Other datasets (below datasets together with MALINT were used to evaluate Intent-base Inoculation):
- CoAID
- ECTF
- EUDisinfo
- ISOTFakeNews
A two-step LLM experiment to test the effect of intent augmented reasoning for disinformation detection:
bash malicious_intent_analysis.sh- Uses LLMs to generate malicious intent analysis from news articles.
bash run_icot_one_detailed_multistep.sh- Incorporates the generated intent into prompts for disinformation detection.
bash simple_detection.shRuns baseline prompting methods:
- VaN
- Z-CoT
- DeF-SpeC
Scripts for training and evaluating Small Language Models (SLMs) like BERT are located in:
src/slms/
| Task | Script |
|---|---|
| Binary intent classification (per category) | binary_classification.py |
| Multilabel intent classification (all categories at once) | intent_classification.py |
| Hyperparameter tuning | binary_hyperparameter_tuning.py, intent_hyperparameter_tuning.py |
| Prediction (inference) | predict_binary.py, predict_multilabel.py |
| Configuration files | Located in src/slms/config/ |
| Callbacks and utilities | Located in src/slms/utils/ |
These scripts fine-tune SLMs with optimal hyperparameters using the provided MALINT dataset and intent labels. Each intent category has its own config for binary tasks, and a shared config exists for multilabel classification.

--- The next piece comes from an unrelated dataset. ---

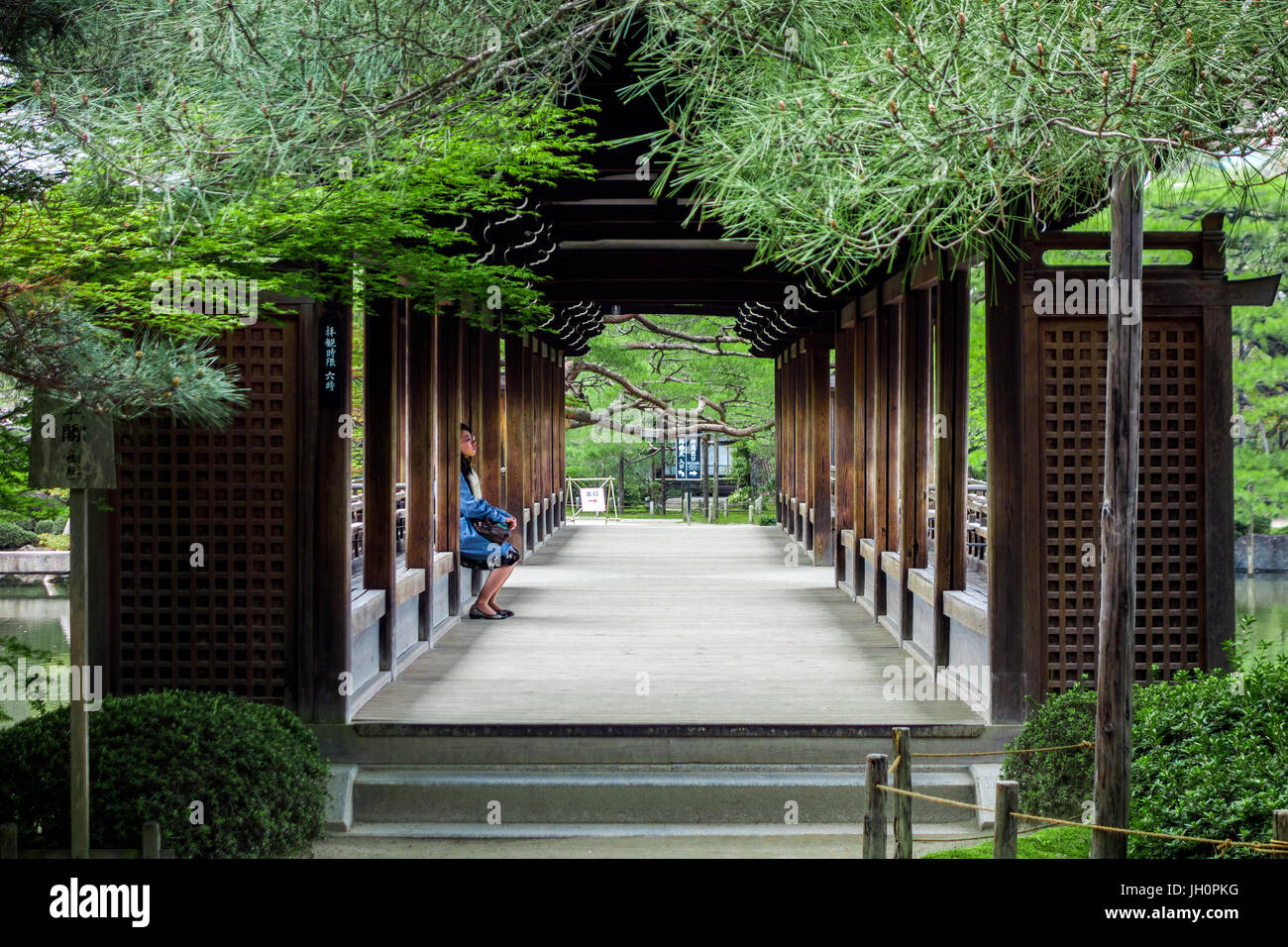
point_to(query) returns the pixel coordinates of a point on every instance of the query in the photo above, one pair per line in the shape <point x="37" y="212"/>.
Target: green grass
<point x="1057" y="841"/>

All configs with optimal hyperparameters and SLMs used in classification of intent are located in:
src/slms/config/
config.yaml: used for multilabel classification with SLMsconfig_*.yaml: binary classification configs, one per intent category used for experiments with SLMs
This project uses pyproject.toml for dependency management (compatible with Poetry, pip, etc.).
This codebase is licensed under the terms of the MIT License. Our novel MALINT dataset is licensed under CC BY 4.0 - Attribution 4.0 International.